The effects of the attack
Consequently, Operation Blue Star had human casualties, just like any other violent military operation. According to official reports, an estimated 83 military personnel lost their lives during the conflict whereas 492 civilian citizens also died due to the unrest. Other independent sources may report figures higher than these. Jarnail Singh was also among the victims who died as a result of the actions of the military forces.
The Aftermath
After the completion of Operation Blue Star, the law was restored in Punjab, and normal operations resumed in the Golden Temple. However, many people in the Sikh nation criticized this operation as it cost the lives of many innocent citizens (Smith, 2018). Moreover, tension increased between the members of the Sikh community and the government. This, in the end, resulted in two Sikh bodyguards of Indra Gandhi assassinating her on 31 October 1984. These following events led to increased concerns for the security of the Sikh community. In later years to come, political unrest led to a terrorist attack in the Golden Temple that would again require military intervention.
Efforts by the Local Government to Protect the Site
Operation Black Thunder came in as the second phase of Operation Blue Star after the restoration of harmony in the Sikhs nations.

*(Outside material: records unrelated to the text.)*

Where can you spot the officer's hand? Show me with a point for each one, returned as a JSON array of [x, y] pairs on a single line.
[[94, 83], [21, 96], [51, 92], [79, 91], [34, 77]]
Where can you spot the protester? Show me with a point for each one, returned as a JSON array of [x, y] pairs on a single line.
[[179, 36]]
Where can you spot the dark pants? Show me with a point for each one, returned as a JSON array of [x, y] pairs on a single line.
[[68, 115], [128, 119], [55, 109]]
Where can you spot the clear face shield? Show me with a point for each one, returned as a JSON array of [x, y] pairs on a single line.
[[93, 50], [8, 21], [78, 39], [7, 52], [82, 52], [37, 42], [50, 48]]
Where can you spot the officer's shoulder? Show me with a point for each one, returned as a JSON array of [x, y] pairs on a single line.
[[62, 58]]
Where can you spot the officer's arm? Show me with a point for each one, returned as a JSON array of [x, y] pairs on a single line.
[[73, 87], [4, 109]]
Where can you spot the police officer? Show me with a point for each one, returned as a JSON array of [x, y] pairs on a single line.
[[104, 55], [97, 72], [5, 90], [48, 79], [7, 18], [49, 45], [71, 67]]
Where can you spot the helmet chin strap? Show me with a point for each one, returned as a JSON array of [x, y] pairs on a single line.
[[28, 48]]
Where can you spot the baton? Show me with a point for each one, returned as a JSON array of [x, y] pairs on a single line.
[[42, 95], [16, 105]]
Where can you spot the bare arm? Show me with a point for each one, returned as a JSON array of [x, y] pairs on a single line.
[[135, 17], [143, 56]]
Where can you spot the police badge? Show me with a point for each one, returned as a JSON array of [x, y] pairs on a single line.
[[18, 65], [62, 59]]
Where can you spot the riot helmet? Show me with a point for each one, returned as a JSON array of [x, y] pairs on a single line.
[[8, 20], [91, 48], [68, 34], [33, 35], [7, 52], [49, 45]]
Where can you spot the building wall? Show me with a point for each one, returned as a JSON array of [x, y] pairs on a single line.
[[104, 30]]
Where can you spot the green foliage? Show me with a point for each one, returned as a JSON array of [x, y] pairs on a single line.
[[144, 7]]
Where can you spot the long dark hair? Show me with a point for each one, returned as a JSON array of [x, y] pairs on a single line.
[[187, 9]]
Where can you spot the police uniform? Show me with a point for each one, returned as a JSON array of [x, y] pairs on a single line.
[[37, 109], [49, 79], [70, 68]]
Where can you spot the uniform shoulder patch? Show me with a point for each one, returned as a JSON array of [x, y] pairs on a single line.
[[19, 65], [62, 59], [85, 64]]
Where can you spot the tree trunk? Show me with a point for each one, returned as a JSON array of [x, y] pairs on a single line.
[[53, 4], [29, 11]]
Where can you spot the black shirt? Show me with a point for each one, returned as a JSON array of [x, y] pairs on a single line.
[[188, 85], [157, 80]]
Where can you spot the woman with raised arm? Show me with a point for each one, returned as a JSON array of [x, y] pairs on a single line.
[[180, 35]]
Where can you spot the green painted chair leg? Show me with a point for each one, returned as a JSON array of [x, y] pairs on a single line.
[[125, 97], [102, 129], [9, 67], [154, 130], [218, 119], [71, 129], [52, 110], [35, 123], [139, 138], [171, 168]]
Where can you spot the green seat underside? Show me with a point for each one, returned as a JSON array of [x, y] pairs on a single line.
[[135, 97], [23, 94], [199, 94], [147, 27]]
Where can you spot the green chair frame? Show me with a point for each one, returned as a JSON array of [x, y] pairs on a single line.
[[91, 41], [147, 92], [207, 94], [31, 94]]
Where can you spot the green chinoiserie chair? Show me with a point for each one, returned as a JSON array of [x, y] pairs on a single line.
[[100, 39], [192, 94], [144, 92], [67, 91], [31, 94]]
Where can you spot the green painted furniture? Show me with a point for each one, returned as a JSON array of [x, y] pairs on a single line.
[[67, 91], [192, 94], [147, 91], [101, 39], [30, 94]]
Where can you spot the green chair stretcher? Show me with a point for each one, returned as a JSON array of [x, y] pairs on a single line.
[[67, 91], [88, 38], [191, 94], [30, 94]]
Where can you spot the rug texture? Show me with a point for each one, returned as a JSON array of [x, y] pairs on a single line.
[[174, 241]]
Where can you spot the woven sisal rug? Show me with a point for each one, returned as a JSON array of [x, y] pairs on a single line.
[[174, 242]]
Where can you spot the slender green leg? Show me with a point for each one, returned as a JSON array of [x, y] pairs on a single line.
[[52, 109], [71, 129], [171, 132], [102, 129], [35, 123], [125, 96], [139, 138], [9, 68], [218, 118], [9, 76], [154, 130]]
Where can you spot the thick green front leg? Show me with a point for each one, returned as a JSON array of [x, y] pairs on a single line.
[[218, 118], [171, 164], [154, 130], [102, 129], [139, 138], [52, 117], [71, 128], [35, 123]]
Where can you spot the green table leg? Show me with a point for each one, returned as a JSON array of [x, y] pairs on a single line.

Operation Black Thunder was conducted from 9 May 1988 by trained commandos from the National Security Guards (NSG). They were to continue removing Sikh extremists from the Golden Temple after the first phase had removed some on April 30, 1980. The Black Cats from NSG were to fight terrorists who had occupied the complex Structure. The early success of Operation Black Thunder saw146 hostages released by the terrorists on May 15 and continuing success led to the militia groups surrendering by themselves. The operation was done by 18 May 1988.
Significance of the Site to World Prehistory
The Golden Temple is significant to the ancient history of the local area because it symbolizes the cultural and spiritual identify of the Sikh community. For instance, the temple has a unique design and architecture that the Sikhs teach their current generations, symbolizing their culture through art. Besides, the gurdwara in Amritsar is significant because it was used by the ancient society as a sacred place and a center of worship for Sikhs.
In closing, the Golden Temple was and still is a prestigious place meant to unite people. Its design was made to accommodate diverse needs for religious satisfaction and as a symbol for great respect for God. However, some individuals used its design and sacredness to satisfy their needs as depicted by actions of Jarnail Singh. Consequent actions by the government to stop such actions resulted into devastating effects but with success. Final restoration of order was also possible even after the unrest. Even today, Punjab holds celebrations to remember the Operation Blue Star effects to the people and the temple. It is important to learn to protect social institution such as religion to avoid consequences of going to war when such aspects are not considered in a nation of diverse religious customs.